I’m attempting to find things to improve my web site!I suppose its ok to use a few of your ideas!!
Interesting article. I have just invested in RapidWeaver after using Dreamweaver 10+ years for my website production. However I am seeing many flaws with RW that I am not sure will ever be remedied and is causing me a bit of buyers anxiety with all the money I have put into it.
RW, I think, at best, is a mediocre site creator. It crashes often, is a memory hog, and allows for no easy HTML or CSS editing, except for round about methods. It is notoriously unruly with the vast amount of developers cranking out Stacks addons that many times end up in conflict with each other. Can’t tell you how many times RW pages, with even two jQuery utilizing Stacks, tanks in some version of IE for me.
Create a RW site and then when the updates for themes, Stacks, and Stacks addons occurs, be prepared that your previously fine-tuned site will fall apart on some level. I have so many occurrences of having whole sections of web pages disappear from some anomaly, even in my short time with RW. Never happened with the more professional level Dreamweaver. With so many solo/independent RW developers, no wonder there is so much problem. Realmac needs to dial them in.
I think a valid point made here, is one could not easily pass off a RW created site to an owner or business to continually update. I agree, WP is superior to that end.
I got on board with RW, primarily because of Stacks and the prevalence of Stacks addons. There is a robust RW community that keeps RW humming. Without Stacks and Stacks developers, I wouldn’t even consider RW.
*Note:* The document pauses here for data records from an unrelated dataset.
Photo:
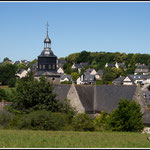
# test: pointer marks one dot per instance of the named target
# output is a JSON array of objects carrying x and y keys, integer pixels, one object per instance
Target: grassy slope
[{"x": 70, "y": 139}]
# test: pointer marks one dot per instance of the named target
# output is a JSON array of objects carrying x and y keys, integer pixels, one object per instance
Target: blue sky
[{"x": 74, "y": 27}]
I guess my strategy is to develop as many tools as possible. For clients who do not want to maintain their sites, RW is a great tool with so many Stacks addons, so almost anything can be accomplished. It allows for very quick site production with all the bells and whistles. For clients who want to take over their site, I agree, WordPress is a better solution. Meanwhile, I will keep my Dreamweaver skills alive and well. Dreamweaver, with all its complexity, rarely lets me down and is truly the professional’s website solution.
Hi Juergen,
Three years is a long time in this field. … and back in that time frame, I was warning about the approach Realmac was taking with its theme and plugin environment, and the instabilities that were clearly arising in the product as a result of this unconstrained “ecosystem”. I argued for greater control over the API on Realmac’s part. And as I struggled with trying to understand where RapidWeaver fit into the problem domain, it increasingly became clear that patching in CMS capabilities with tools like WebYep and Pulse was a half-assed way to go about things. (I also think Realmac has gone off in too many directions since then, but that’s a different conversation).
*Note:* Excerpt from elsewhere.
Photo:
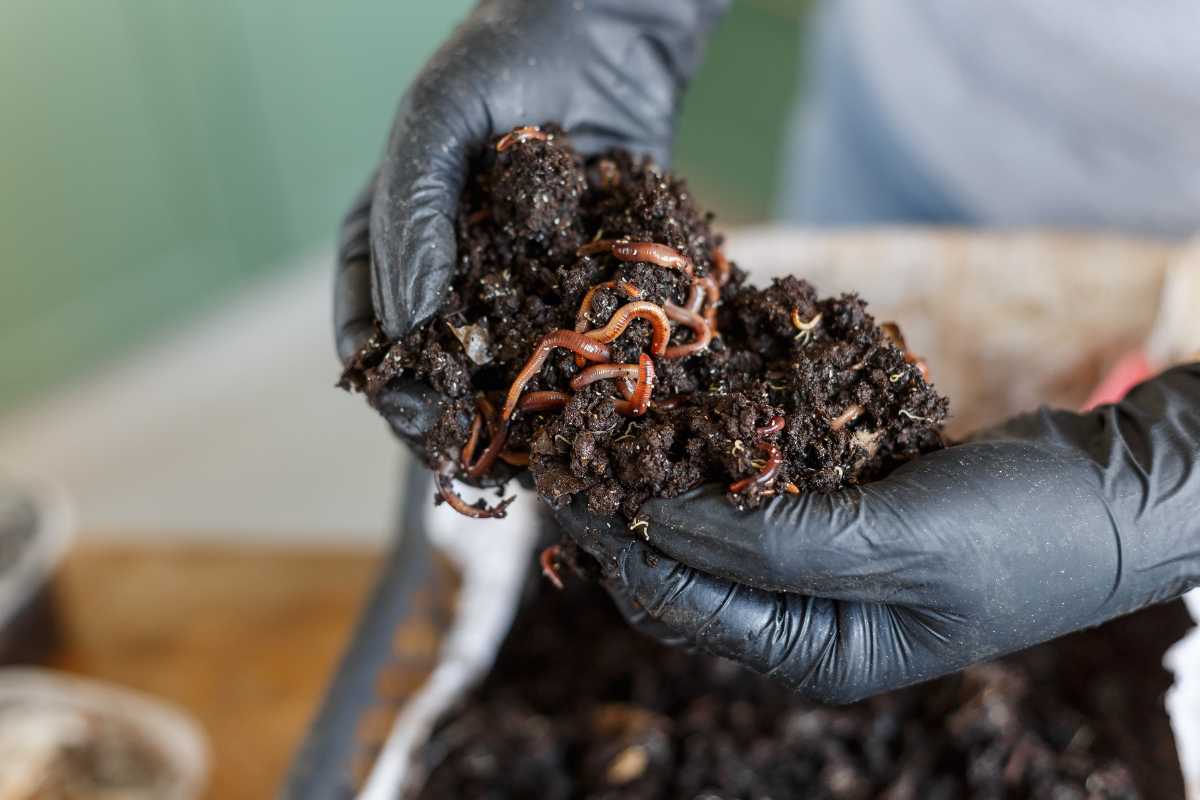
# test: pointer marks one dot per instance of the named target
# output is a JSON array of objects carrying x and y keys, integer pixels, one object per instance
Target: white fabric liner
[{"x": 1006, "y": 322}]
But in the three years since, a lot has happened in the WordPress camp too … its maturing into a full-blown CMS with version 3.0 (2010), the advent of Pods CMS which provides sophisticated custom content capabilities. And powerful frameworks became possible with the integration of child themes in 3.0, as well. These three things are real game changers, and they make WordPress a worthy opponent in the CMS war.
Note the time frame … I don’t recall my ardent defense back then, but RapidWeaver, the web design field, WordPress, and my business have all changed in the past three years. If you want bragging rights … that you were right all along … well, it’s not the same world that it was back then, and given where things were at in 2009, I think my position might have made sense then.
If you’ve got a link to that old thread, though, I’d be curious to read it and see where I was at back then.
Dear Vasily
You can see me here with a grin from ear to ear.
)
)
Three years or so I uttered my critique about RW – while you defended it ardendly.
Reading your article I see shimmering through the lines my “old” arguments.